Frisch, S., Dukart, J., Vogt, B., Horstmann, A., Becker, G., Villringer, A., et al. (2013). Dissociating memory networks in early Alzheimer’s disease and frontotemporal lobar degeneration: A combined study of hypometabolism and atrophy. PLoS One, 8(2): e55251. doi:10.1371/journal.pone.0055251.


Cite as: http://hdl.handle.net/11858/00-001M-0000-000E-CA47-7
Abstract
Introduction We aimed at dissociating the neural correlates of memory disorders in Alzheimer’s disease (AD) and frontotemporal lobar degeneration (FTLD). Methods We included patients with AD (n=19, 11 female, mean age 61 years) and FTLD (n=11, 5 female, mean age 61 years) in early stages of their diseases.
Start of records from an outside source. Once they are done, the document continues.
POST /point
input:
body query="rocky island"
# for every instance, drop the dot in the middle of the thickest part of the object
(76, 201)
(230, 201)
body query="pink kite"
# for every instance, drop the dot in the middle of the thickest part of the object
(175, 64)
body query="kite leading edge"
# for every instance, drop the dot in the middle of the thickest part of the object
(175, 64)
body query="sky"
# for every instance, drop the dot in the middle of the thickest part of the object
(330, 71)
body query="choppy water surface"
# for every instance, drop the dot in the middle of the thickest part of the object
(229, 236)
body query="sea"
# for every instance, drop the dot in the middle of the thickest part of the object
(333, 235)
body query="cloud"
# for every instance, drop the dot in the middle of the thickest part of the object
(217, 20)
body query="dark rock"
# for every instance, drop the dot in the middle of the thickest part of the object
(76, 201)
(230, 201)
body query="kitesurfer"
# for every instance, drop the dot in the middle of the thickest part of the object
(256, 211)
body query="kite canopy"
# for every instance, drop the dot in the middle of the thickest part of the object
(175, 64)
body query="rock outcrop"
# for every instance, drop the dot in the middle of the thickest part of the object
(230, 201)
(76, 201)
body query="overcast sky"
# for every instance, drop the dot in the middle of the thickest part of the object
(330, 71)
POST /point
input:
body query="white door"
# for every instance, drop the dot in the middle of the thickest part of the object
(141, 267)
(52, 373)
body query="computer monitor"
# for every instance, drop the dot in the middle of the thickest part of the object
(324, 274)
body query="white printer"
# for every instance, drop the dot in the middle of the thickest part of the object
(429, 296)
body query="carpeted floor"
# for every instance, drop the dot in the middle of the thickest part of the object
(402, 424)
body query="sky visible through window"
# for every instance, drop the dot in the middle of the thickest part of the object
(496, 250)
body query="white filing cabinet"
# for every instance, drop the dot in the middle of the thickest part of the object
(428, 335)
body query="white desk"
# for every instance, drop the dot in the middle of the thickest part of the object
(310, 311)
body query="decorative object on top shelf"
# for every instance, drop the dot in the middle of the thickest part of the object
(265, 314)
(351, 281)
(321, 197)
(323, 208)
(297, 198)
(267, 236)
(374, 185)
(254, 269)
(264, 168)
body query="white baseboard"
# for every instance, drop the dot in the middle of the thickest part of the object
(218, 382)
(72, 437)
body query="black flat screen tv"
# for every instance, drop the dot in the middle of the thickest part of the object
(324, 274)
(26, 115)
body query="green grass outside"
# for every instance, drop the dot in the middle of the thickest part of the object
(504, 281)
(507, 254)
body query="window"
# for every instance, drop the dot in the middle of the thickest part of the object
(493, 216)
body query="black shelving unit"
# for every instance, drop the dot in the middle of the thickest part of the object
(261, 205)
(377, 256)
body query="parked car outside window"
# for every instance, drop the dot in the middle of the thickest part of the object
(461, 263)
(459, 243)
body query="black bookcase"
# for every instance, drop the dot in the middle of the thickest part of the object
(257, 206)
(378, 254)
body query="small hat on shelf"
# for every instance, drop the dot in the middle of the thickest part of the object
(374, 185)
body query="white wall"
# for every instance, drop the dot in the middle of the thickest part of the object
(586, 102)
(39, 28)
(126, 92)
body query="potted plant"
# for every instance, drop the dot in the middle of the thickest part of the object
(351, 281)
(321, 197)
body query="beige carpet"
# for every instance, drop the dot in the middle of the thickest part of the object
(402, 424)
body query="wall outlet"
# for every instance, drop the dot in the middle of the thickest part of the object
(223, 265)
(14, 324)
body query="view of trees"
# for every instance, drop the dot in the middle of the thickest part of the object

Memory performance was assessed by means of verbal and visual memory subtests from the Wechsler Memory Scale (WMS-R), including forgetting rates. Brain glucose utilization was measured by [18F]fluorodeoxyglucose positron emission tomography (FDG-PET) and brain atrophy by voxel-based morphometry (VBM) of T1-weighted magnetic resonance imaging (MRI) scans. Using a whole brain approach, correlations between test performance and imaging data were computed separately in each dementia group, including a group of control subjects (n=13, 6 female, mean age 54 years) in both analyses. The three groups did not differ with respect to education and gender. Results Patients in both dementia groups generally performed worse than controls, but AD and FTLD patients did not differ from each other in any of the test parameters. However, memory performance was associated with different brain regions in the patient groups, with respect to both hypometabolism and atrophy: Whereas in AD patients test performance was mainly correlated with changes in the parieto-mesial cortex, performance in FTLD patients was correlated with changes in frontal cortical as well as subcortical regions. There were practically no overlapping regions associated with memory disorders in AD and FTLD as revealed by a conjunction analysis. Conclusion Memory test performance may not distinguish between both dementia syndromes. In clinical practice, this may lead to misdiagnosis of FTLD patients with poor memory performance. Nevertheless, memory problems are associated with almost completely different neural correlates in both dementia syndromes. Obviously, memory functions are carried out by distributed networks which break down in brain degeneration.